Exemple : réduire le nombre de papiers nécessaires pour l'obtention du passeport du nombre actuel de 9 à 3 d'ici 2014, et le nombre de papiers nécessaires pour l'obtention du registre du commerce du nombre actuel de 5 à 2 d'ici 2013. Un tel taux de réduction peut paraître utopique, mais il est possible – et beaucoup de pays l'ont fait : les USA, les pays nordiques, etc. – à condition que la volonté politique soit là, c'est-à-dire que l'on reconnaisse que la bureaucratie est un cancer dont il faut réduire les métastases et que le peuple puisse s'exprimer lorsque le niveau bureaucratique est intenable. Pour que l'ANRB soit un instrument efficace et efficient de lutte contre la bureaucratie, il faut qu'elle soit tenue d'élaborer un Rapport sur l'état de la bureaucratie (REB) tous les ans et que les recommandations de ce rapport puissent être suivies d'exécution par les administrations reconnues excessivement bureaucratiques. Pour mener ces missions à bonne fin, l'agence doit avoir en son sein une équipe composée à la fois de spécialistes (juristes de droit administratif et constitutionnel, sociologues, économistes, politicologues), de représentations des différentes administrations et des représentants de la société civile.
Conclusion
Comme il a été déjà indiqué, les exemples ci-dessus évoqués ne sont qu'une goutte dans l'océan bureaucratique existant dans le pays.
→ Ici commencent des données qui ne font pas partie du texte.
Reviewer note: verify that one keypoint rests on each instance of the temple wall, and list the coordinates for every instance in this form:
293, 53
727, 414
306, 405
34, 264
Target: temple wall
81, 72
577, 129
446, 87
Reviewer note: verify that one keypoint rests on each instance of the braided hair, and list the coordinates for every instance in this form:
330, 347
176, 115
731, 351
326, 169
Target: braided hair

Ces exemples montrent que le phénomène n'a fait qu'augmenter au cours des dernières décennies après l'indépendance, et en dépit des progrès technologiques faits dans le domaine de la communication (ordinateurs, Internet, etc.), non seulement la bureaucratie n'a pas diminué, mais elle a fortement «progressé». En effet, à l'heure des ordinateurs et d'Internet, les documents d'état civil (extraits de naissance, certificats de résidence, etc.) sont toujours établis manuellement, avec tous les risques d'erreurs sur les éléments d'identification de la personne.
L'ANRB est donc un instrument qui pourrait, dans le moyen terme, réduire considérablement le poids de la bureaucratie et son impact sur l'économie et la société. Cependant, si la création d'une telle institution est une condition nécessaire, elle n'est pas suffisante. L'autre condition qui doit être remplie est que le peuple puisse constamment alerter l'Agence lorsque les administrations n'appliquent pas les standards bureaucratiques et les recommandations de l'Agence comme indiqué dans le Rapport annuel. C'est pourquoi nous avons indiqué que des représentants de la population doivent être partie intégrante de l'ANRB.